Oceans emit sulfur, cooling the climate more than previously thought

Researchers have for the first time quantified global emissions of sulfur gas produced by marine life, revealing that sulfur gas is cooling the climate more than previously thought, especially in the Southern Ocean.

The study, published in the journal Science Advances, shows that the ocean not only captures and redistributes the sun’s heat, but also produces gases that create particles that instantly affect the climate. For example, clouds become brighter by reflecting this heat.

This expands the climate impact of ocean sulfur by adding methanethiol, a new compound that has not received attention until now. Researchers have only recently detected this gas, as it was previously known to be difficult to measure. Previous studies have focused on warmer oceans, but polar oceans are hot spots for emissions.

The study was led by a team of scientists from Spain’s Institute of Marine Sciences (ICM-CSIC) and Blas Cabrera Institute of Physical Chemistry (IQF-CSIC). Among them was Dr. Charel Wohl, previously at ICM-CSIC and currently at the University of East Anglia (UEA) in the United Kingdom.

Their findings represent a major advance in one of the most groundbreaking theories proposed 40 years ago about the ocean’s role in regulating Earth’s climate.

This suggests that microscopic plankton living on the ocean surface produce sulfur in the form of a gas called dimethyl sulfide, which oxidizes when it enters the atmosphere to form tiny particles called aerosols.

Aerosols reflect some of the sun’s radiation back into space, reducing the amount of heat that Earth retains. When they participate in cloud formation, their cooling effect is further increased, an effect that is opposite but on the same scale as that of well-known warming greenhouse gases such as carbon dioxide and methane.

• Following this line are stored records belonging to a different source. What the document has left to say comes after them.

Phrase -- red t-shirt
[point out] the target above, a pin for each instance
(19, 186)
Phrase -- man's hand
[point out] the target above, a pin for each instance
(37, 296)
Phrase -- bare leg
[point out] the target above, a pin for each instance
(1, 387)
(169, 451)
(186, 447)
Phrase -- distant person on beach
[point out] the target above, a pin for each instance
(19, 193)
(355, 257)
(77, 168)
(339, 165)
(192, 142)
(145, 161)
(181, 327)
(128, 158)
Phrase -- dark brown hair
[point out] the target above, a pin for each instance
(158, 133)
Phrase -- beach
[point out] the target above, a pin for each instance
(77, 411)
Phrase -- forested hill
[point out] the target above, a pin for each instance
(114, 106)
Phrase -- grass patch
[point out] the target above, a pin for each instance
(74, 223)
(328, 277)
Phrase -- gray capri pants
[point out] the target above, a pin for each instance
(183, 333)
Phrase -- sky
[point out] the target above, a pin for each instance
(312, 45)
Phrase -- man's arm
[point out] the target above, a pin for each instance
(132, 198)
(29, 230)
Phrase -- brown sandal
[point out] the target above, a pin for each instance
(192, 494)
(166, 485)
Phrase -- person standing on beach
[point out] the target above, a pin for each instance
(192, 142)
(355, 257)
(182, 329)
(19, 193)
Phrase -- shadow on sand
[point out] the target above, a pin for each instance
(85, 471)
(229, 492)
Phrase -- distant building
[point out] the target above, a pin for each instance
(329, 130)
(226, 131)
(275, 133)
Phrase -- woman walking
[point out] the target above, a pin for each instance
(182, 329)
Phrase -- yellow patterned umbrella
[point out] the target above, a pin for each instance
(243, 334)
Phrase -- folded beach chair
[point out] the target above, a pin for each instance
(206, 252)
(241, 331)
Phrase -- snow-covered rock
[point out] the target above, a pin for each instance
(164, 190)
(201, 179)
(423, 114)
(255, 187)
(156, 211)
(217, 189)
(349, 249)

Researchers say this new study deepens our understanding of how Earth’s climate is controlled by adding a previously overlooked element and shows the critical importance of sulfur aerosols. It is claimed that there is. They also emphasize the magnitude of human activity’s impact on the climate and that the Earth will continue to warm if nothing is done.

Dr Wall, from the UEA Center for Marine and Atmospheric Sciences and one of the lead authors, said: “This is the climatic component with the greatest cooling capacity, but also the least understood. We knew that methanethiol comes out of the ocean, but , but I didn’t know where or how much it was affecting the climate.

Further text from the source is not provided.